It began with Christine Quinn bragging that she had hired Obama's pollster Joel Benenson to join her stable of consultants. Then Bill DeBlasio announced that Harold Ickes and Patrick Gaspard would be working on his race for mayor. Scott Stringer, not to be outdone, generated attention saying that his campaign would be advised by Mark Mellman and the Anson Kaye firm. But then DeBlasio upped the ante in this game of campaign consultant poker by using his chips to hire Anna Greenberg and her father Stan as well as David Axelrod's protege John Del Cecato.

Full employment for political consultants is probably not a bad thing because they spend lavishly as a guild. But I am more interested in promoting full employment for New Yorkers.

I put forward an op-ed in the Daily News on Feb. 22 suggesting an idea for a two-tiered minimum wage to help the working poor without hurting student employment. My idea was aimed at breaking the deadlock in Albany between Assembly Democrats committed to an increase in the minimum wage and Senate Republicans resisting it due to a fear of losing jobs and hurting small business owners.

In this campaign thus far, I have also advanced ideas for finally ending the corruption in city council member items. My proposals were rebuffed by Speaker Quinn as being unnecessary because her reforms had solved the problem, but she admitted she would do nothing to stop the funds directed to Councilman Larry Seabrook, who is facing retrial on corruption charges involving member items. By the way, my idea for a signed and sworn attestation that no one on the councilmember's staff or family would benefit financially from member item funds would have blocked Seabrook from the next round of funding. A jury has yet to find him guilty, but it is clear he would have violated my attestation requirement and the violation of that would mean no new funding directed by that member.

I have also written two op-eds in the Daily News exposing the shameful decrease in African-American and Latino students at New York's two finest public high schools: Stuyvesant (my alma mater) and Bronx Science. These op-eds were followed by a New York Times article this weekend which reported there are only 40 African-American students at Stuyvesant now out of almost 3,300, and the number is dropping each year. Because of my calling attention to this shame in our schools, Brooklyn Assemblymember Karim Camara and State Senator Adriano Espaillat will co-sponsor legislation that calls for changing the admissions criteria at these two elite public high schools.

I have a suggestion to my fellow mayoral contenders: Let's make this campaign about ideas tied to issues that can have a positive impact on the lives of New Yorkers. Let's not allow political consultants to transform this race into a mud fight irrelevant to the very real problems facing New Yorkers or about the irrelevant sideshow of fundraising and name recognition.

I challenge all of the mayoral candidates to generate a serious issue proposal on the first Monday of every month. Then let's ask the media to pick the idea which they feel has the most merit. Each major publication can assign one editor or reporter to the task. Let their consensus govern. But let's not end it there. Instead, let's have a joint debate on that policy idea in the second or third week of every month. The goal will not be gotcha TV debates but refinements on the idea. The media can track down the value and accuracy of our proposals.

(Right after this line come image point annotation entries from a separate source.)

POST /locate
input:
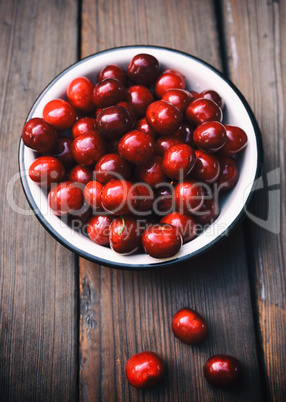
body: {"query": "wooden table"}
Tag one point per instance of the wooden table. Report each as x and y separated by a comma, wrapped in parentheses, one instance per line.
(68, 326)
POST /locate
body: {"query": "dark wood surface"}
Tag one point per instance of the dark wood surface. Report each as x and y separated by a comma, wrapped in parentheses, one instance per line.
(67, 327)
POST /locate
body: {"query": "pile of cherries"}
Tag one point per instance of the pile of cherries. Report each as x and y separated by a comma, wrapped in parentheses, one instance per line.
(135, 158)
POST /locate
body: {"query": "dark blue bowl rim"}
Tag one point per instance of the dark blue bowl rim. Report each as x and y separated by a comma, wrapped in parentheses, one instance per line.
(155, 265)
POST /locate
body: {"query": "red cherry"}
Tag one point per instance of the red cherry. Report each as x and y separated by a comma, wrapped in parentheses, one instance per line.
(108, 92)
(136, 147)
(189, 326)
(184, 223)
(144, 370)
(210, 136)
(143, 69)
(65, 197)
(161, 240)
(236, 140)
(202, 110)
(223, 371)
(124, 235)
(47, 170)
(111, 166)
(88, 148)
(98, 229)
(80, 174)
(92, 194)
(60, 114)
(178, 161)
(39, 135)
(163, 117)
(79, 94)
(140, 98)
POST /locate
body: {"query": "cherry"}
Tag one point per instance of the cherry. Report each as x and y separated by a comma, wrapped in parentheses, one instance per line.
(161, 240)
(39, 135)
(143, 69)
(189, 326)
(223, 371)
(140, 98)
(185, 224)
(207, 167)
(178, 161)
(202, 110)
(88, 148)
(124, 235)
(79, 94)
(136, 147)
(80, 174)
(108, 92)
(163, 117)
(111, 166)
(210, 136)
(113, 122)
(46, 170)
(65, 197)
(236, 140)
(144, 370)
(98, 229)
(92, 194)
(60, 114)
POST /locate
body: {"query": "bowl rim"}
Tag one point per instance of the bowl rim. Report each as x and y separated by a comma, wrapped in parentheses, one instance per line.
(161, 264)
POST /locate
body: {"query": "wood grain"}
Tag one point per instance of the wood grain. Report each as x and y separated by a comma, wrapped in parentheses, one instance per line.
(38, 277)
(122, 313)
(256, 37)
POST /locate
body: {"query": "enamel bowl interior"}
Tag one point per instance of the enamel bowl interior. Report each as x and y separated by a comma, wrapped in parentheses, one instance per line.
(200, 76)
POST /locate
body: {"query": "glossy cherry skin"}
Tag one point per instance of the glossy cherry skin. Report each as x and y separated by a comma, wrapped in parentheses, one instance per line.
(124, 235)
(140, 98)
(161, 240)
(92, 195)
(144, 370)
(151, 172)
(178, 161)
(39, 135)
(210, 136)
(65, 197)
(112, 166)
(228, 173)
(108, 92)
(165, 142)
(189, 196)
(202, 110)
(113, 122)
(167, 81)
(207, 167)
(136, 147)
(118, 197)
(47, 170)
(60, 114)
(83, 125)
(178, 97)
(184, 223)
(88, 148)
(98, 229)
(112, 71)
(236, 141)
(223, 371)
(143, 69)
(163, 117)
(79, 94)
(80, 174)
(189, 326)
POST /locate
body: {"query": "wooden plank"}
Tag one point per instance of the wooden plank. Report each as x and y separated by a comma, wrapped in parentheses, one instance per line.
(256, 44)
(38, 277)
(122, 313)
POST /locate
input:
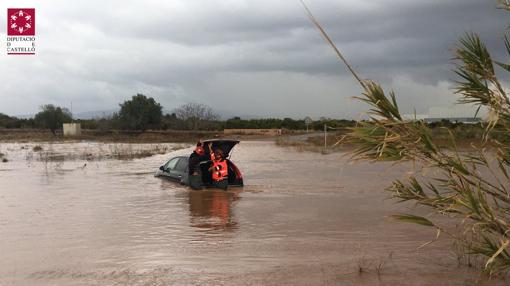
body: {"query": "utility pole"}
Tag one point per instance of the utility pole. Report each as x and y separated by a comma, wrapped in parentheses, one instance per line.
(325, 137)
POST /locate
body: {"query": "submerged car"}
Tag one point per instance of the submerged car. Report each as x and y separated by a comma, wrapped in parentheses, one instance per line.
(176, 168)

Under this proposal, we measure candidates on several criteria: How they generate creative new ideas. How they advance these ideas. How they explain their ideas. And then, their ability to forge a consensus to get their ideas executed. If this sounds like a decent set of criteria to determine who will make the most effective mayor, it is meant to.

This way, every candidate also stays in a focused discussion on policy. This proposal must surely look better than the endless and mind-numbing series of debates that have occurred in the GOP's presidential primaries.

The media could cover not just the original ideas but the refinements. That would enable the public to gauge the candidates stamina on substance.

If we begin the process in March 2012, this running debate and discussion will benefit New Yorkers because 20 issues or policy determinations can be fully vetted before New Yorkers vote for their next mayor in November of 2013.

Two books lead me to this proposal. Joe Klein's Politics Lost, which examines how consultants have drained campaigns of authenticity and substance. And Tom Friedman and Michael Mandelbaum's That Used to Be Us, which argues that America's political process needs to get serious and practical if the American Dream is to sustain itself in the the face of globalization, the IT revolution, our chronic deficits and the energy crisis exacerbated by climate change. Both books should serve as a sharp wake up call to all of us, citizens and elected leaders.

My idea for March is my two-tiered approach toward an increase in minimum wage. This would effect far more jobs than the living wage suggestion that is causing much political turmoil but will affect only about 500 jobs.

My challenge is not just to my fellow candidates but also to the media that covers this mayoral race. We have a chance to make this campaign about substance and rip it away from political orthodoxy. Will both the media and the candidates seize the day at this hour of peril? Given the profound economic, educational and social justice challenges standing in our path over the remainder of this decade and beyond, I say carpe diem.

Tom Allon, a Democrat and liberal candidate for mayor of New York in 2013, is the president and CEO of Manhattan Media.